Im Interview (auch als Video, siehe unten) spricht er mit Trending Topics nicht nur über den Verkauf des Diabetes-Startups mySugr an Roche, sondern auch über die „Totgeburt Risikokapitalprämie“, die anstehende Nationalratswahl, die neuen Aktivitäten im Startup-Fonds-Bereich, die neuen Startup-Hubs in Wien und Linz und das bedingungslose Grundeinkommen:

Trending Topics: Wie stark ist mySugr vor dem Exit unter Zugzwang gestanden?

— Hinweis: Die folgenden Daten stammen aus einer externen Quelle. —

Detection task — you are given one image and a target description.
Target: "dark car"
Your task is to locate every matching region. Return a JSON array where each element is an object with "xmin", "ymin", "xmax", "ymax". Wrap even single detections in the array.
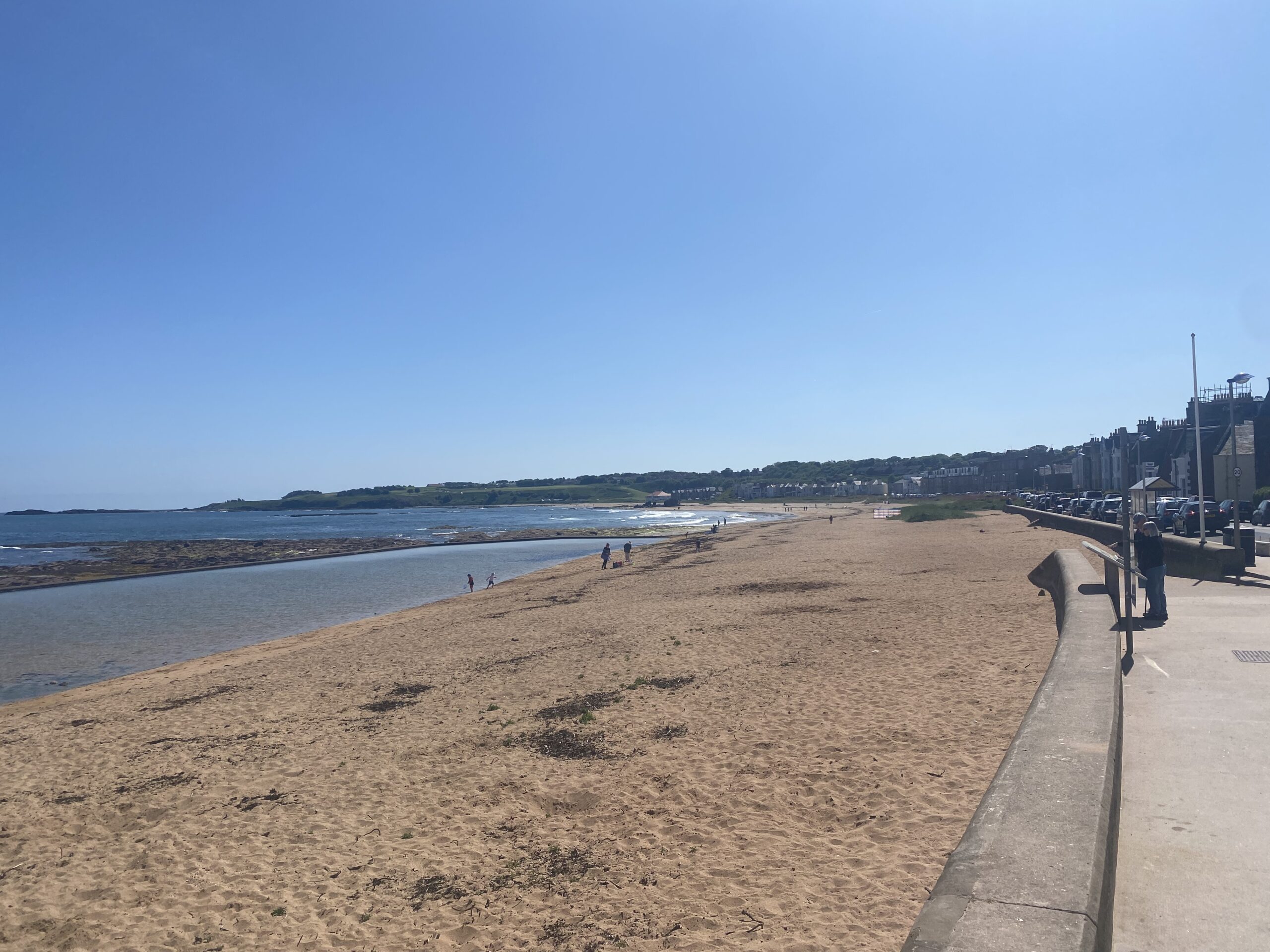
[
  {"xmin": 1248, "ymin": 499, "xmax": 1270, "ymax": 526},
  {"xmin": 1152, "ymin": 499, "xmax": 1186, "ymax": 532},
  {"xmin": 1173, "ymin": 499, "xmax": 1222, "ymax": 536},
  {"xmin": 1216, "ymin": 499, "xmax": 1252, "ymax": 528},
  {"xmin": 1098, "ymin": 496, "xmax": 1124, "ymax": 523}
]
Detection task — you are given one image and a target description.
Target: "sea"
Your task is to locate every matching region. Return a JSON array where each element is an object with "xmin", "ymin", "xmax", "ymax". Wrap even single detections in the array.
[
  {"xmin": 0, "ymin": 505, "xmax": 773, "ymax": 565},
  {"xmin": 0, "ymin": 506, "xmax": 775, "ymax": 703}
]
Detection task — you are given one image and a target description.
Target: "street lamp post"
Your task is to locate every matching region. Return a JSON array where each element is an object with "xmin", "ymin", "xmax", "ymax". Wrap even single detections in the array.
[
  {"xmin": 1225, "ymin": 373, "xmax": 1252, "ymax": 558},
  {"xmin": 1191, "ymin": 334, "xmax": 1215, "ymax": 548}
]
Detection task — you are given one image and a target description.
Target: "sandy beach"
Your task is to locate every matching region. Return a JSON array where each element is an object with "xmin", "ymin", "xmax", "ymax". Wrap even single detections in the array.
[{"xmin": 0, "ymin": 504, "xmax": 1071, "ymax": 952}]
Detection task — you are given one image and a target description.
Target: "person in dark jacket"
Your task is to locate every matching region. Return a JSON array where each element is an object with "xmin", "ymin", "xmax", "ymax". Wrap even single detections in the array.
[{"xmin": 1133, "ymin": 513, "xmax": 1168, "ymax": 622}]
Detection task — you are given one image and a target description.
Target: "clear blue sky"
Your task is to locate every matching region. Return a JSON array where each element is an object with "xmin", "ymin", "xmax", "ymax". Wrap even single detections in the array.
[{"xmin": 0, "ymin": 0, "xmax": 1270, "ymax": 509}]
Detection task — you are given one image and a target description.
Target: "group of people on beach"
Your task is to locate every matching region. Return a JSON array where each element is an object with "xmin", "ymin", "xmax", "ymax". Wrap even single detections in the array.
[
  {"xmin": 599, "ymin": 541, "xmax": 631, "ymax": 569},
  {"xmin": 467, "ymin": 541, "xmax": 635, "ymax": 594},
  {"xmin": 467, "ymin": 573, "xmax": 494, "ymax": 592}
]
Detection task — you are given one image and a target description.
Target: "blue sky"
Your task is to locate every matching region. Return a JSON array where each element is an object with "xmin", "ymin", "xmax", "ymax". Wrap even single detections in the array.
[{"xmin": 0, "ymin": 0, "xmax": 1270, "ymax": 509}]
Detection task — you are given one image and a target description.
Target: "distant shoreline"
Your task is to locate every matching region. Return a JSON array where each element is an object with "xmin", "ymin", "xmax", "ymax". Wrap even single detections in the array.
[{"xmin": 0, "ymin": 532, "xmax": 685, "ymax": 596}]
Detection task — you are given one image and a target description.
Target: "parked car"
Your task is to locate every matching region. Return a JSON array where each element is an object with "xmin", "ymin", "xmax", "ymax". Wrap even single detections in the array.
[
  {"xmin": 1248, "ymin": 499, "xmax": 1270, "ymax": 526},
  {"xmin": 1098, "ymin": 496, "xmax": 1125, "ymax": 523},
  {"xmin": 1216, "ymin": 499, "xmax": 1252, "ymax": 528},
  {"xmin": 1153, "ymin": 498, "xmax": 1186, "ymax": 532},
  {"xmin": 1173, "ymin": 499, "xmax": 1222, "ymax": 536}
]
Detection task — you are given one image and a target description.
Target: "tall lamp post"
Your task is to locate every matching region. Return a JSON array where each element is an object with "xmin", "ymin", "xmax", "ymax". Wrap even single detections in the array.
[
  {"xmin": 1191, "ymin": 334, "xmax": 1215, "ymax": 548},
  {"xmin": 1225, "ymin": 373, "xmax": 1252, "ymax": 565}
]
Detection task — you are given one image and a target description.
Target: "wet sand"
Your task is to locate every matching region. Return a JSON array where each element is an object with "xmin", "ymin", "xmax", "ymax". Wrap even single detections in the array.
[{"xmin": 0, "ymin": 506, "xmax": 1071, "ymax": 952}]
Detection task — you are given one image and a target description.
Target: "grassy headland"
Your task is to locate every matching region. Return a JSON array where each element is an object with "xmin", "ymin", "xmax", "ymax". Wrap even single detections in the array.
[{"xmin": 199, "ymin": 482, "xmax": 651, "ymax": 512}]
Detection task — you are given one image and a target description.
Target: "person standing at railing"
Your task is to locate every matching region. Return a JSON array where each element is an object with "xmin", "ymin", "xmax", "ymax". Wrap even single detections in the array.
[{"xmin": 1133, "ymin": 513, "xmax": 1168, "ymax": 622}]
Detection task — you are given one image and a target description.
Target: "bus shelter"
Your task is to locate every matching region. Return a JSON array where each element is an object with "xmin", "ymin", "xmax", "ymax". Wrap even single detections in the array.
[{"xmin": 1129, "ymin": 476, "xmax": 1177, "ymax": 519}]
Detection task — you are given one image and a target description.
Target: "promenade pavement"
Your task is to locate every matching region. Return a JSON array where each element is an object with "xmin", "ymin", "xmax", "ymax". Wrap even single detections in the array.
[{"xmin": 1113, "ymin": 567, "xmax": 1270, "ymax": 952}]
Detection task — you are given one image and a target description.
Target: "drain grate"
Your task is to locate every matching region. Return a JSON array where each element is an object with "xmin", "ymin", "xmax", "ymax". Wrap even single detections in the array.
[{"xmin": 1234, "ymin": 651, "xmax": 1270, "ymax": 664}]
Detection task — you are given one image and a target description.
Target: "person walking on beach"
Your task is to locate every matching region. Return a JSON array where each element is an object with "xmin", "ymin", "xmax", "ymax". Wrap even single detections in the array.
[{"xmin": 1133, "ymin": 513, "xmax": 1168, "ymax": 622}]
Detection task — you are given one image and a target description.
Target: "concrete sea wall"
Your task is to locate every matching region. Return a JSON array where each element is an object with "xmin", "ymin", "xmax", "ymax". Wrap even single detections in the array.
[
  {"xmin": 904, "ymin": 551, "xmax": 1121, "ymax": 952},
  {"xmin": 1006, "ymin": 505, "xmax": 1243, "ymax": 580}
]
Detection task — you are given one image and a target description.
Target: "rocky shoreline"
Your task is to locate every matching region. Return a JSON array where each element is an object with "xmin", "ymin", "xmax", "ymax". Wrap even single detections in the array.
[{"xmin": 0, "ymin": 527, "xmax": 678, "ymax": 593}]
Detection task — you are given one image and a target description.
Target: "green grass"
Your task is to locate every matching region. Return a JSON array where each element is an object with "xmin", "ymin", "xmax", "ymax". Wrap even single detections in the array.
[{"xmin": 899, "ymin": 496, "xmax": 1006, "ymax": 522}]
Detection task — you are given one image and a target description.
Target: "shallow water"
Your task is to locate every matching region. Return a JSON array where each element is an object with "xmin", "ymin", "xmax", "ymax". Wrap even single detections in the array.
[
  {"xmin": 0, "ymin": 505, "xmax": 762, "ymax": 556},
  {"xmin": 0, "ymin": 540, "xmax": 650, "ymax": 703}
]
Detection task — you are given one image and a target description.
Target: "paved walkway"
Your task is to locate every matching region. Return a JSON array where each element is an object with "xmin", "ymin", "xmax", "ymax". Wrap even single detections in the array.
[{"xmin": 1113, "ymin": 571, "xmax": 1270, "ymax": 952}]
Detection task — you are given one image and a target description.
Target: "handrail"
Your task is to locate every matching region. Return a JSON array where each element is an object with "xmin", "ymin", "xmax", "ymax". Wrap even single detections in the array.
[{"xmin": 1081, "ymin": 539, "xmax": 1147, "ymax": 581}]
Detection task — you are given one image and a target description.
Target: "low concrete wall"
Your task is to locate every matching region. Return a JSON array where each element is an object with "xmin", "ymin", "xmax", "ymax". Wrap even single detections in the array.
[
  {"xmin": 1006, "ymin": 505, "xmax": 1243, "ymax": 580},
  {"xmin": 904, "ymin": 549, "xmax": 1120, "ymax": 952}
]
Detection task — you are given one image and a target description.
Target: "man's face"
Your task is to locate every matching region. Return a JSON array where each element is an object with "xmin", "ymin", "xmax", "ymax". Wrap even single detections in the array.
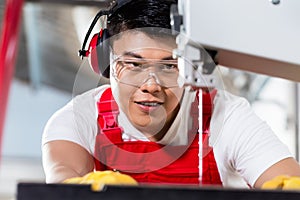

Konkurrenten im Markt für digitale Diabetes-Lösungen haben viel Risikokapital bekommen, es haben sich große Allianzen (z.B. Google und Sanofi gebildet).

Hansi Hansmann: Unter Zugzwang waren sind wir zu Beginn des Prozesses sicher nicht gestanden. Etwa Vor einem Jahr haben wir eine Finanzierungsrunde zu planen begonnen, und da hat sich ergeben, dass einer der Player, mit dem wir geredet haben, gesagt hat, er wäre interessiert, uns zu kaufen. Vor einem Jahr wäre es kein Problem gewesen, eine Finanzierungsrunde in der Größenordnung eines US-Konkurrenten zu machen. Aber wenn du sehr lange mit einem Einzelnen redest, hoffst du natürlich, dass es zu einem Abschluss kommt. Wenn das nicht geklappt hätte, dann wäre eine Finanzierungsrunde sicher mühsam gewesen.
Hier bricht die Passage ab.